Methods: Eighteen full-term pregnant non-laboring women scheduled for induction of labor under combined spinal-epidural (CSE) analgesia provided informed consent. No women had cardiac arrhythmia or hypertension. Labor was induced using prostaglandin E2 p.o. and intravenous infusion of oxytocin. When a patient required pain relief, electrodes were attached to the distal flexor surface of the left and right forearms and connected to a HRV analysis device (Check My Heart®, Trytech, Tokyo, Japan). After the baseline recordings of HRV, FHR, blood pressure (BP), heart rate (HR), and oxygen saturation (SpO2) in parturients, bupivacaine 2 mg and fentanyl 20 μg were administered into the intrathecal space using a CSE needle via the L3/4 interspace in the sitting position. HRV was analyzed at 5, 10, 15, and 30 min after injections of analgesics in the lateral position. Changes in LF/HF ratio were analyzed using one-way analysis of variance. A p-value < 0.05 was considered statistically significant. In cases with FHR abnormality (late, variable or prolonged deceleration within 30 min after intrathecal analgesia), we analyzed underlying factors using binomial logistic regression analysis.
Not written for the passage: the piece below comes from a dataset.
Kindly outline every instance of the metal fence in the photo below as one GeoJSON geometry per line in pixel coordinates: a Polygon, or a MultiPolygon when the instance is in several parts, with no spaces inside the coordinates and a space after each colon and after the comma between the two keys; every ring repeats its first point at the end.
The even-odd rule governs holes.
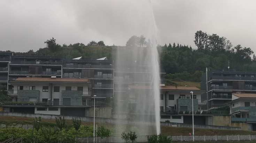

Results: The LF/HF ratio was significantly reduced at each time point after intrathecal analgesia than before. No significant differences in BP, HR, SpO2 were observed between before and each time point after intrathecal analgesia. Of 18 patients, fetal deceleration was observed in two patients. Binomial logistic regression analysis of factors associated with fetal deceleration demonstrated a greater reduction in LF/HF ratio at 5 min after initiating intrathecal analgesia than before.
Conclusions: Intrathecal analgesia with fentanyl combined with bupivacaine for labor pain significantly decreased the LF/HF ratio. Thus, which suggests that intrathecal analgesia blocked sympathetic activity resulting in parasympathetic nerve predominance. Greater reduction in the LF/HF ratio might be associated with higher incidence of FHR decelerations at induction of labor analgesia.